2017年06月29日 | Weblog

 今月初めに糖尿病腎症・ネフローゼ症候群の40歳代後半の男性が、全身浮腫(主に下半身)で入院した。血清クレアチニンは2.2~2.6mg/dlで、まだ透析になる値ではない。血清総蛋白4.9~5.5mg/dl・血清アルブミン1.3~1.5mg/dlと低いので利尿薬の効果が出ていない。
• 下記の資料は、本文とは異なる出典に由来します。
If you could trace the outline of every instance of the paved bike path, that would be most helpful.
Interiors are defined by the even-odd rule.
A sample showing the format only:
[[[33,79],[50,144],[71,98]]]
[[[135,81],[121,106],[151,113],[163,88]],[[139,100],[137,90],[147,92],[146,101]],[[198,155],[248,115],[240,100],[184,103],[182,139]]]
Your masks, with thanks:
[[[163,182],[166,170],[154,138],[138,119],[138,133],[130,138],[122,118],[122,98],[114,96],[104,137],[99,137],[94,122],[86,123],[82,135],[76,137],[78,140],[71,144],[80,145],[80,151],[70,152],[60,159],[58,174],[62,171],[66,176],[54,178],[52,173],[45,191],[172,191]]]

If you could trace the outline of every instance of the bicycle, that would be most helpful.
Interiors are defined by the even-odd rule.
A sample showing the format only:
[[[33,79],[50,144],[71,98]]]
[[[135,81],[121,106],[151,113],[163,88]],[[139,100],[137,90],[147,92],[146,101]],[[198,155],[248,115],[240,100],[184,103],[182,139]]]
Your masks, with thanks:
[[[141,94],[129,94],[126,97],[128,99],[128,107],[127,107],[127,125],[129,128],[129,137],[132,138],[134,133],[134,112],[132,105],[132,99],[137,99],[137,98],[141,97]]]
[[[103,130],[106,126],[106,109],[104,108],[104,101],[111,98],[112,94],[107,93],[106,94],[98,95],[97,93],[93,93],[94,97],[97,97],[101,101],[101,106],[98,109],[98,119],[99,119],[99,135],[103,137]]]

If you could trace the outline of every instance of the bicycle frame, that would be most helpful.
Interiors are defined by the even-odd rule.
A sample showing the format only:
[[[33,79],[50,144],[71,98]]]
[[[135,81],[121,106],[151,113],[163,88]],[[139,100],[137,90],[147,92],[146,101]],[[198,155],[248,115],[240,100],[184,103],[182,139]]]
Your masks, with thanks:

 以前、もうひとりの糖尿病腎症・ネフローせ症候群の40歳代男性も、著明な両側下肢浮腫で入院した。サムスカが出たころで、ラシックス・アルダクトンAに追加して、浮腫は改善した。そのころ血清クレアチニンが4mg/dl台だったが、その後さらに上がって、結局血液透析導入になった。それに比べて、浮腫の程度もひどく、サムスカの効果にも乏しく、より難治だった。

 外来処方は、ラシックス40mg/日・ダイアート60mg/日・アルダクトンA50mg/日・サムスカ7.5mg/日だ。前回も全身浮腫で入院したが、改善はわずかで、途中入院に飽きて退院していた。外来受診時に「再入院は」と聞くとずっと嫌がっていたが、動けなくなったので予約外で受診した。入院はと聞いても返事しなかったが、奥さんに何度も「入院するんでしょ」と言われてしぶしぶ承知した。

 腎臓内科(大学から外来に来ている)の指示で、ラシックス120mg/日に増量した。除水のための透析導入も考慮してもらっていた。1週間くらいほとんど変わらないかったが、2週間目に体重が10Kg(91Kgから81Kgへ)減少していた。下肢に少し皺が出てきていて、見かけでも改善がわかるようになった。その後の1週間でさらに10Kg体重が減少して、浮腫がかなり改善した。3週間で20Kg分の水が抜けたことになる。

 リハビリを開始して、何とか歩行できる見込みが出てきた。表情も少し明るくなった。血清クレアチニンの悪化はなく、むしろ若干改善している。